Estas son las segundas fiestas a las que nos acercamos en pandemia. El año pasado todos pensamos que el próximo recuperaríamos el tiempo perdido, que ya estaríamos vacunadas, y que esta pesadilla –a pesar de las pérdidas irreparables- se habría terminado. Sin embargo, la realidad tiene otros planes y ante el avance de una nueva variante de gran transmisibilidad, a menos de una semana de las tradicionales cenas de Nochebuena, se convoca una conferencia desde el Gobierno central con los presidentes y presidentas autonómicos para saber cómo afrontar la sexta ola.
Todo el mundo está cansado, irascible, a ratos triste, a ratos preocupado, a ratos… El carrusel emocional que supuso la llegada de la pandemia, la incredulidad primero, el aislamiento y la soledad después. La vida en suspenso. La esperanza, el deseo de que haciendo un gran esfuerzo todo terminaría pronto. El desengaño, la desilusión. Y las olas rompiendo, una tras otra, sobre nosotros y nosotras como sobre las indefensas piedras de una escollera lo hace un mar caprichoso y cabreado.
Al principio pensábamos que saldríamos mejores, y ahora ya solo pensamos en salir a secas. Y a mí esto me preocupa mucho porque no podemos permitirnos el lujo de que se nos endurezca el corazón y se nos enferme el alma.

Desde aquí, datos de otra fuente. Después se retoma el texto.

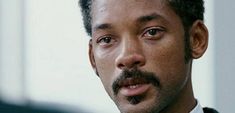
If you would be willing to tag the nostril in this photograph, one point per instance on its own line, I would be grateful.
(137, 63)
(121, 66)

Estas reflexiones me han perseguido en los pocos ratos que en la últimas semanas han quedado libres entre presupuestos, comisiones y plenos de la Asamblea. Una noticia se me colaba por el rabillo del ojo y se quedaba ahí intranquilizadora, atragantada, entre las sombras. La muerte de Verónica Forqué. Confieso que yo no veo programas de televisión como el último en el que participó, me desagradan los concursos y las competiciones de ese tipo desde siempre, y también los programas de telerrealidad en todas sus versiones probablemente por el pudor incómodo que me producen, y las redes sociales las frecuento solamente para la política. Pero en varias noticias se añadían videos a los que accedí. Y pude ver también la brutalidad de los cientos de comentarios en redes sociales. Me impresionaron porque pensaba que esas barbaridades y ese ensañamiento solamente pasaban con los políticos y las políticas, y jamás imaginé que tanta bilis se pudiera dedicar a una actriz participando en lo que se suponía que era un programa “para toda la familia”. Desconozco la situación concreta de esta persona, sí que para mí siempre será una grandísima artista, y no estoy habilitada para opinar más allá de esto que estoy contando, así que no lo haré, pero me lo llevo a mi terreno.
Cada día veo como lo que se ve del trabajo político, parlamentario en este caso, son exabruptos y frases que suponen segundos, minutos en el mejor de los casos, de todo lo dicho durante horas, lo peor de extensos debates que se desarrollan durante días enteros. Esto convierte a las personas que conozco en meras caricaturas de quien hay detrás, y creo que además de convertir la política en un mero espectáculo, envilece a la propia sociedad que lo percibe de esa manera. Los convertimos en hooligans y les enfermamos el alma. Y me duele que no parece haber forma de salir de ese torbellino, que se me antoja lo mismo que he visto en alguno de esos videos de ese programa; un circo romano y un espectáculo de emociones ajenas con las que no se llega a empatizar, una vacuna pero al revés, un antídoto para la humanidad. ¿Se puede dejar de convertir la política en un espectáculo? ¿Hay algún método para evitar la deshumanización o para dejar al descubierto los crueles mecanismos que consiguen hacerlo?
Las enfermedades del alma no son las relacionadas con la salud mental, esas son enfermedades que se deben y pueden atender desde los servicios públicos de salud. Las enfermedades del alma son las que hacen de nuestra sociedad un lugar narcisista y carente de empatía, un lugar en el que no se reconoce el sufrimiento humano aunque se tenga delante de las narices en Full HD. Sanémonos el alma y no ayudemos a construir un sitio como ese.